# helpbh



## johnkellie (Mar 21, 2001)

Well i looked on the usa sch.web site and can't find out about what the dog has to have for the bh as far as tattoo or chip or what and what the routine consists of.Ccan anyone help thanks


----------



## Northern GSDs (Oct 30, 2008)

Do you have a current rule book? If not, you might want to consider ordering one, as this is one of the things I have found to be most helpful for me. 

In regards to the routine/pattern for the BH, this link has some info for the BH, including a typical heeling pattern that would be done.

DVG America: VPG, IPO, BH, and Other Trial Rules/Regulations


----------



## mnm (Jan 9, 2006)

Dog must be 15 months old, must be tattooed or micro-chipped, but if chipped, you will have to provide a reader to show his chip. Judge will also do a temperament test prior to starting.

The heeling pattern is:
start with the dog in basic position (sitting). Heel 50 paces up field, about turn, 10-15 paces normal, 10-15 paces fast, 10-15 paces slow, 10-15 paces normal, right hand turn, 15 paces, right hand turn, 20 paces, about turn, 7-10 paces, halt and dog is to sit in basic position. Heel, 10-13 paces, left turn, heel to group. Heel into and through group with a right turn and left turn (figure 8) around two different people, halt in group with dog sitting in basic position, heel and exit group about 10-15 paces, about turn and come to basic position. Remove leash. Heel through group again doing a right and left turn and halting within the group. Exit the group and return to the basic starting position. Heel 10-15 paces and do a sit in motion. (You give the command to sit while you keep walking forward for 30 paces.) At the end of 30 paces, stop and turn around so that you are facing your dog. On the judges signal, you return to the dog and step back into the basic position. (You may begin the next excercise from this point, or you may return to the original starting position. On signal, you begin heeling 10-15 paces and give the down in motion command. (Command and you keep walking 30 paces) At the end of 30 paces, stop and turn around to face the dog. On the judges signal, you recall the dog, and it comes to sit directly in front of you. After a 3 second pause, you give the heel command and the dog returns to the basic position in a sit. You put the leash back on the dog, and proceed to the area marked for the long down under distraction. Make sure you know which area is for males and which area is for females. In the basic position (dog sitting), on the judges signal, remove the leash, give the down command and then walk 30 paces forward and stop. You will stay in this position, until the other dog finishes his heeling pattern. On the judges signal, you return to the dog after the other person does the recall from the down in motion.
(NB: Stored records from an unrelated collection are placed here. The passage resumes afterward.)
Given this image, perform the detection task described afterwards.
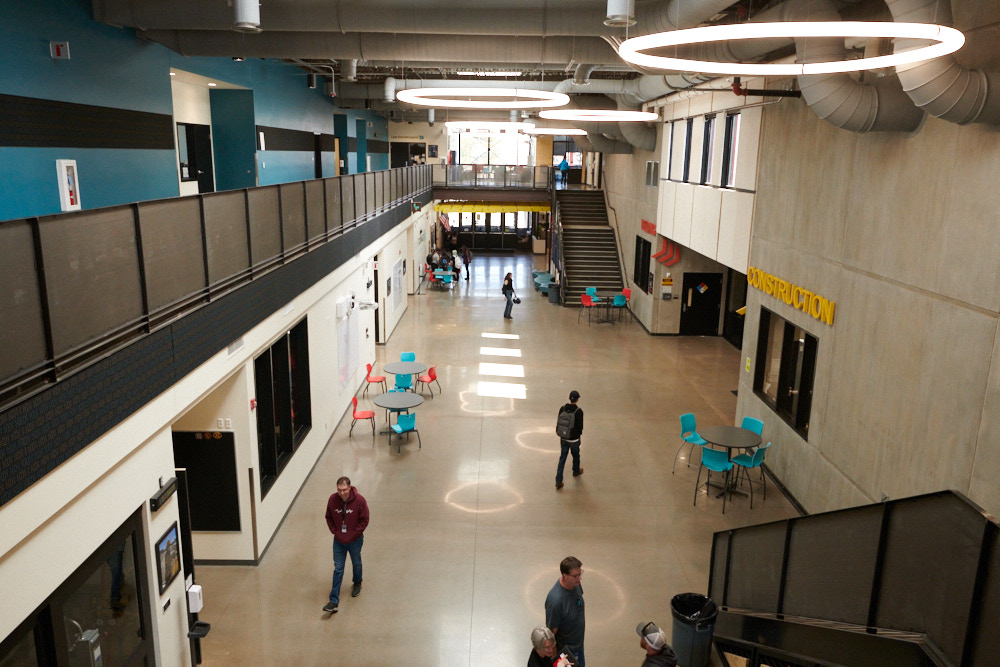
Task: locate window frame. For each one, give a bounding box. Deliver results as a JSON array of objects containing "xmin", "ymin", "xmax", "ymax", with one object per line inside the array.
[
  {"xmin": 753, "ymin": 308, "xmax": 817, "ymax": 438},
  {"xmin": 721, "ymin": 112, "xmax": 741, "ymax": 188},
  {"xmin": 633, "ymin": 236, "xmax": 652, "ymax": 294},
  {"xmin": 700, "ymin": 114, "xmax": 716, "ymax": 185},
  {"xmin": 254, "ymin": 317, "xmax": 312, "ymax": 496},
  {"xmin": 682, "ymin": 118, "xmax": 694, "ymax": 182}
]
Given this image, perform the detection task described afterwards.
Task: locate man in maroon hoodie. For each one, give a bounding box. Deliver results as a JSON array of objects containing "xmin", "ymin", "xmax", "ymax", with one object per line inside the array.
[{"xmin": 323, "ymin": 476, "xmax": 370, "ymax": 614}]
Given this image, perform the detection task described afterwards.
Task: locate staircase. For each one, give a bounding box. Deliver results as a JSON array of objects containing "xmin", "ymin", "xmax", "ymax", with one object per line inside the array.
[{"xmin": 556, "ymin": 191, "xmax": 624, "ymax": 306}]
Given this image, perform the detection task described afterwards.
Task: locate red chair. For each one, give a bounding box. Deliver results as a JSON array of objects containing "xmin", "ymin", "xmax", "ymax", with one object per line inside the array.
[
  {"xmin": 577, "ymin": 294, "xmax": 595, "ymax": 325},
  {"xmin": 416, "ymin": 365, "xmax": 441, "ymax": 396},
  {"xmin": 363, "ymin": 363, "xmax": 387, "ymax": 396},
  {"xmin": 350, "ymin": 396, "xmax": 376, "ymax": 437},
  {"xmin": 620, "ymin": 288, "xmax": 633, "ymax": 324}
]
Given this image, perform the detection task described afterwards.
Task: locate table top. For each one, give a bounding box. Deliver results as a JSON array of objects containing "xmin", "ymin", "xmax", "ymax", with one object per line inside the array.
[
  {"xmin": 383, "ymin": 361, "xmax": 428, "ymax": 376},
  {"xmin": 699, "ymin": 425, "xmax": 762, "ymax": 450},
  {"xmin": 371, "ymin": 392, "xmax": 425, "ymax": 410}
]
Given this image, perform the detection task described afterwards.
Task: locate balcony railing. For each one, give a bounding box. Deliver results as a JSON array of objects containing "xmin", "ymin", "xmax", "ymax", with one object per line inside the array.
[
  {"xmin": 0, "ymin": 166, "xmax": 432, "ymax": 410},
  {"xmin": 431, "ymin": 164, "xmax": 551, "ymax": 189}
]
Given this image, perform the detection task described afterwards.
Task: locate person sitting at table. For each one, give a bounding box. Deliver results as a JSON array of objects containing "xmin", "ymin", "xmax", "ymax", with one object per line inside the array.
[
  {"xmin": 452, "ymin": 250, "xmax": 463, "ymax": 281},
  {"xmin": 431, "ymin": 248, "xmax": 441, "ymax": 269}
]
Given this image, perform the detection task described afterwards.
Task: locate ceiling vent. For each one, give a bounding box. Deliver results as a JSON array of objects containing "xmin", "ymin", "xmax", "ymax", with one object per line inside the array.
[{"xmin": 233, "ymin": 0, "xmax": 262, "ymax": 33}]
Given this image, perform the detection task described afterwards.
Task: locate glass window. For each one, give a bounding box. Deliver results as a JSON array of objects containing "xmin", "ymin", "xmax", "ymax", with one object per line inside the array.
[
  {"xmin": 633, "ymin": 236, "xmax": 652, "ymax": 294},
  {"xmin": 666, "ymin": 122, "xmax": 674, "ymax": 179},
  {"xmin": 701, "ymin": 115, "xmax": 715, "ymax": 184},
  {"xmin": 721, "ymin": 113, "xmax": 741, "ymax": 188},
  {"xmin": 754, "ymin": 308, "xmax": 817, "ymax": 438},
  {"xmin": 682, "ymin": 119, "xmax": 694, "ymax": 182},
  {"xmin": 254, "ymin": 318, "xmax": 311, "ymax": 496}
]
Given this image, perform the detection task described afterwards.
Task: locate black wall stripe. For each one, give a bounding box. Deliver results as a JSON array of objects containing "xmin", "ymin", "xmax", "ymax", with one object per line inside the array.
[
  {"xmin": 257, "ymin": 125, "xmax": 318, "ymax": 152},
  {"xmin": 367, "ymin": 139, "xmax": 389, "ymax": 153},
  {"xmin": 0, "ymin": 191, "xmax": 430, "ymax": 508},
  {"xmin": 0, "ymin": 94, "xmax": 174, "ymax": 149}
]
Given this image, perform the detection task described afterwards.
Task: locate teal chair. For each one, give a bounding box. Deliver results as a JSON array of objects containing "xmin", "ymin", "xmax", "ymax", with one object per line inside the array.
[
  {"xmin": 733, "ymin": 442, "xmax": 771, "ymax": 508},
  {"xmin": 612, "ymin": 294, "xmax": 627, "ymax": 321},
  {"xmin": 401, "ymin": 351, "xmax": 416, "ymax": 361},
  {"xmin": 389, "ymin": 413, "xmax": 422, "ymax": 453},
  {"xmin": 673, "ymin": 413, "xmax": 707, "ymax": 474},
  {"xmin": 585, "ymin": 287, "xmax": 603, "ymax": 303},
  {"xmin": 394, "ymin": 373, "xmax": 413, "ymax": 392},
  {"xmin": 741, "ymin": 416, "xmax": 764, "ymax": 436},
  {"xmin": 694, "ymin": 448, "xmax": 734, "ymax": 514}
]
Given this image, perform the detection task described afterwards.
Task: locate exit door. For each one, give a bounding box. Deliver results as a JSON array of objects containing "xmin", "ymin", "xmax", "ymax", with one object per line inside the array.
[{"xmin": 679, "ymin": 272, "xmax": 723, "ymax": 336}]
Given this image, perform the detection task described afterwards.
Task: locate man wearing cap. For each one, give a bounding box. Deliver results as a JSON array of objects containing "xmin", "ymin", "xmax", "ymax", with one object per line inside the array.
[
  {"xmin": 636, "ymin": 622, "xmax": 678, "ymax": 667},
  {"xmin": 555, "ymin": 390, "xmax": 584, "ymax": 490},
  {"xmin": 545, "ymin": 556, "xmax": 586, "ymax": 666},
  {"xmin": 323, "ymin": 476, "xmax": 369, "ymax": 614}
]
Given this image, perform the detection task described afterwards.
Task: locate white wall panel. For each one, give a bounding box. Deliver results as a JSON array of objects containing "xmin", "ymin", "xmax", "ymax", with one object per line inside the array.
[
  {"xmin": 672, "ymin": 184, "xmax": 694, "ymax": 246},
  {"xmin": 690, "ymin": 186, "xmax": 722, "ymax": 259},
  {"xmin": 657, "ymin": 180, "xmax": 677, "ymax": 239},
  {"xmin": 718, "ymin": 189, "xmax": 754, "ymax": 273},
  {"xmin": 734, "ymin": 106, "xmax": 762, "ymax": 191}
]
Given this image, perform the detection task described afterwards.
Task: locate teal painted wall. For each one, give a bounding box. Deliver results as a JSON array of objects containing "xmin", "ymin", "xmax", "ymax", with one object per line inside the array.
[{"xmin": 0, "ymin": 0, "xmax": 388, "ymax": 221}]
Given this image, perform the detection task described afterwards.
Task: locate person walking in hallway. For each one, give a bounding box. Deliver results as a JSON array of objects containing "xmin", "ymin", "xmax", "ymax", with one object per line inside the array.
[
  {"xmin": 545, "ymin": 556, "xmax": 586, "ymax": 667},
  {"xmin": 555, "ymin": 391, "xmax": 584, "ymax": 489},
  {"xmin": 635, "ymin": 622, "xmax": 677, "ymax": 666},
  {"xmin": 502, "ymin": 272, "xmax": 515, "ymax": 319},
  {"xmin": 462, "ymin": 245, "xmax": 472, "ymax": 280},
  {"xmin": 323, "ymin": 476, "xmax": 369, "ymax": 614}
]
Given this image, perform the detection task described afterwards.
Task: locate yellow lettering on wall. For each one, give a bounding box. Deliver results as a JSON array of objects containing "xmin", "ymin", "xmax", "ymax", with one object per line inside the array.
[{"xmin": 746, "ymin": 266, "xmax": 835, "ymax": 326}]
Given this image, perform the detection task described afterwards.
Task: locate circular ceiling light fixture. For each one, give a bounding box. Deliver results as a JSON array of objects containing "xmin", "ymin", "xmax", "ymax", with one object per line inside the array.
[
  {"xmin": 539, "ymin": 109, "xmax": 658, "ymax": 122},
  {"xmin": 523, "ymin": 127, "xmax": 588, "ymax": 135},
  {"xmin": 618, "ymin": 21, "xmax": 965, "ymax": 76},
  {"xmin": 396, "ymin": 87, "xmax": 570, "ymax": 109}
]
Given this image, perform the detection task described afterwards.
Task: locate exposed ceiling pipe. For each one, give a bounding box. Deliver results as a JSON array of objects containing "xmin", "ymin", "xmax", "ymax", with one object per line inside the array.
[
  {"xmin": 885, "ymin": 0, "xmax": 1000, "ymax": 125},
  {"xmin": 611, "ymin": 98, "xmax": 657, "ymax": 151},
  {"xmin": 340, "ymin": 59, "xmax": 358, "ymax": 82},
  {"xmin": 428, "ymin": 109, "xmax": 436, "ymax": 125},
  {"xmin": 232, "ymin": 0, "xmax": 261, "ymax": 33},
  {"xmin": 790, "ymin": 0, "xmax": 924, "ymax": 132},
  {"xmin": 586, "ymin": 132, "xmax": 633, "ymax": 154},
  {"xmin": 140, "ymin": 30, "xmax": 622, "ymax": 64},
  {"xmin": 572, "ymin": 64, "xmax": 597, "ymax": 86},
  {"xmin": 94, "ymin": 0, "xmax": 740, "ymax": 38}
]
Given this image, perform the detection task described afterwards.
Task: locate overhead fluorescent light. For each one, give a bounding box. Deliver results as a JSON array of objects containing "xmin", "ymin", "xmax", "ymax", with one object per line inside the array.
[
  {"xmin": 618, "ymin": 21, "xmax": 965, "ymax": 76},
  {"xmin": 457, "ymin": 71, "xmax": 523, "ymax": 77},
  {"xmin": 540, "ymin": 109, "xmax": 657, "ymax": 122},
  {"xmin": 524, "ymin": 127, "xmax": 588, "ymax": 136},
  {"xmin": 397, "ymin": 87, "xmax": 569, "ymax": 109}
]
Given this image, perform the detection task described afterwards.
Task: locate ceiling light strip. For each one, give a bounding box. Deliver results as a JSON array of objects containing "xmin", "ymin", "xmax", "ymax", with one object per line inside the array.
[
  {"xmin": 618, "ymin": 21, "xmax": 965, "ymax": 76},
  {"xmin": 396, "ymin": 87, "xmax": 570, "ymax": 109},
  {"xmin": 539, "ymin": 109, "xmax": 657, "ymax": 122}
]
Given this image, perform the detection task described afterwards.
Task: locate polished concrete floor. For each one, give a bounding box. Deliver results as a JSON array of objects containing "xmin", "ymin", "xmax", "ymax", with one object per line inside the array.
[{"xmin": 197, "ymin": 251, "xmax": 799, "ymax": 666}]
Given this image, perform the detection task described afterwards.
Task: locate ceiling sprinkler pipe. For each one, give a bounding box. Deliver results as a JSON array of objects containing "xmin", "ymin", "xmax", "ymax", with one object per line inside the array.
[
  {"xmin": 340, "ymin": 59, "xmax": 358, "ymax": 82},
  {"xmin": 233, "ymin": 0, "xmax": 261, "ymax": 33}
]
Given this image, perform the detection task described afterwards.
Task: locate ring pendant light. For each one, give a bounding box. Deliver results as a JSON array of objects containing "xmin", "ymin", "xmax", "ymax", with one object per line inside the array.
[
  {"xmin": 539, "ymin": 109, "xmax": 658, "ymax": 122},
  {"xmin": 618, "ymin": 21, "xmax": 965, "ymax": 76},
  {"xmin": 396, "ymin": 87, "xmax": 570, "ymax": 109}
]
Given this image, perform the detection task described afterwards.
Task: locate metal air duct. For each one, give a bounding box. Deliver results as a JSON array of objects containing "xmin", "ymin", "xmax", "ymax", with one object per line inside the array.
[
  {"xmin": 233, "ymin": 0, "xmax": 261, "ymax": 33},
  {"xmin": 885, "ymin": 0, "xmax": 1000, "ymax": 125}
]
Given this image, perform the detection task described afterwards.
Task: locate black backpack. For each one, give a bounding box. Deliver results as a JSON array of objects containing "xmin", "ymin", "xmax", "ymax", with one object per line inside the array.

If you pass this portion, then the judge will do a traffic portion, with all the dogs and handlers who have passed the first part. Eac judge has their own particular things that they will do during this phase. They should check for the dogs reaction to someone walking another dog, a jogger, bicyclist and an automobile, while you are walking the dog on leash. Then they will test this again with the dog tied out, to a fence or something, while you, the handler is out of sight. There are other things that they often do, but as I said, it varies by each individual judge. 

I think that the BH routine is also listed on the DVG website with a diagram, as well as on the USA website where it is located in the rules book.


----------



## Chris Wild (Dec 14, 2001)

You can find the rules on the DVG website.

Tattoo/chip depends on the organization. If USA, tattoo/chip is only required for PB GSDs whose scorebooks are issued as PB GSDs. Other breeds, mixed breeds, or unregistered GSDs do not require a tattoo or chip at USA trials. I'm not sure on the rules regarding tattoo/chip at DVG or WDA trials.


----------



## johnkellie (Mar 21, 2001)

Thank you everyone.So if I have a malinois I don't need them tattoed or chipped is that right Chris?And looks like no gun fire either?


----------



## wolfstraum (May 2, 2003)

I have seen judges check for tatoos/microchips at USA trials on Mali's - so even if it is not in the rule book, maybe some judges will do it...

Lee


----------



## Chris Wild (Dec 14, 2001)

Most of the trials I've been to the judge has checked regardless of breed, and regardless of whether the dog has a tattoo or chip or not. Purpose of this, or so I've been told, is to make it more fair and consistent from dog to dog, as the ear tattoo check is viewed as a test of temperament as well as proof of ID. So by checking them all, even when the handler says the dog doesn't have a tattoo (and dog doesn't have to) ensures that all dogs are subjected to that test of temperament.


----------



## Chris Wild (Dec 14, 2001)

> Originally Posted By: johnkellieThank you everyone.So if I have a malinois I don't need them tattoed or chipped is that right Chris?And looks like no gun fire either?


Correct. Though as was mentioned the judge may still check the ear even if there's no tattoo.

No gunfire on the BH. That was eliminated several years ago.


----------